通常はグレードの低い万年筆のペン先をグレードの高い万年筆につけるべきではないが、今回はニブのグレードが特殊だったのでやってみた。結果大成功。
140ではそのニブの性能を十分に引き出せなかっただろう。ちなみに400NN系の軸とは520NNだ。
驚いたのは140に取り付けた400NN系のニブ。なんと140のニブだけが出すと思われていた魅力的な線を苦も無く表現してくれる。
実は独特の筆跡は140の短くて軽いボディがひき出していたのだと理解した。目からウロコ。
筆跡はペン先が表現すると思っていたら、ボディがひき出す部分も相当あるんだ! これは世紀の発見!(とはいってもあと95年あるからなぁ、、、)
Pelikan 140狂いの友人がいる。彼は100本以上の140を保持している。にもかかわらず目の前に140が出てくるとまた買ってしまうという生活をしていた。
彼はほかの万年筆も買っていたが、それは【改めて140のすばらしさを納得するために買う】と公言していた。
ちなみにほかの、、とはVintageのMontblanc 252や142など。小さい万年筆の精巧さに惹かれていたらしい。

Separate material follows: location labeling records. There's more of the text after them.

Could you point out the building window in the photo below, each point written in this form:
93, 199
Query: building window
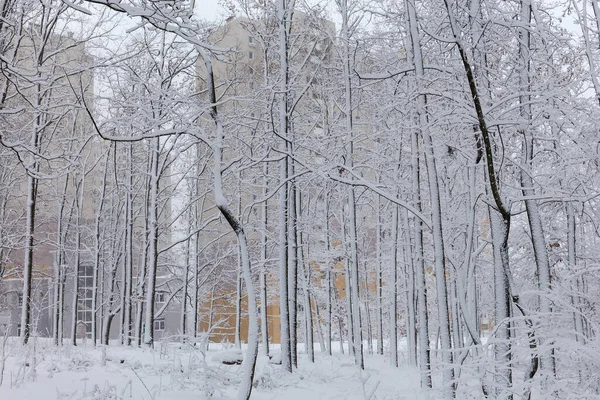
84, 303
161, 297
159, 324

140が好きな人はたいてい筆圧が高い。高筆圧の人ほど楽しめるのが140と言ってもよかろう。
友人は、短い文章をはがきの裏などに殴り書きして送る!というような粋な事が好きな詩人だった。
拙者の筆圧は低いが、たまに思いっきり高い筆圧で文字を書いてみたい衝動に駆られる。
そういうときにはWatermanのカレンかPlikan 140を使う。前者は全体重を乗せても壊れない丈夫さ、後者は筆圧に俊敏に追随する筆跡の面白さに惹かれてだ。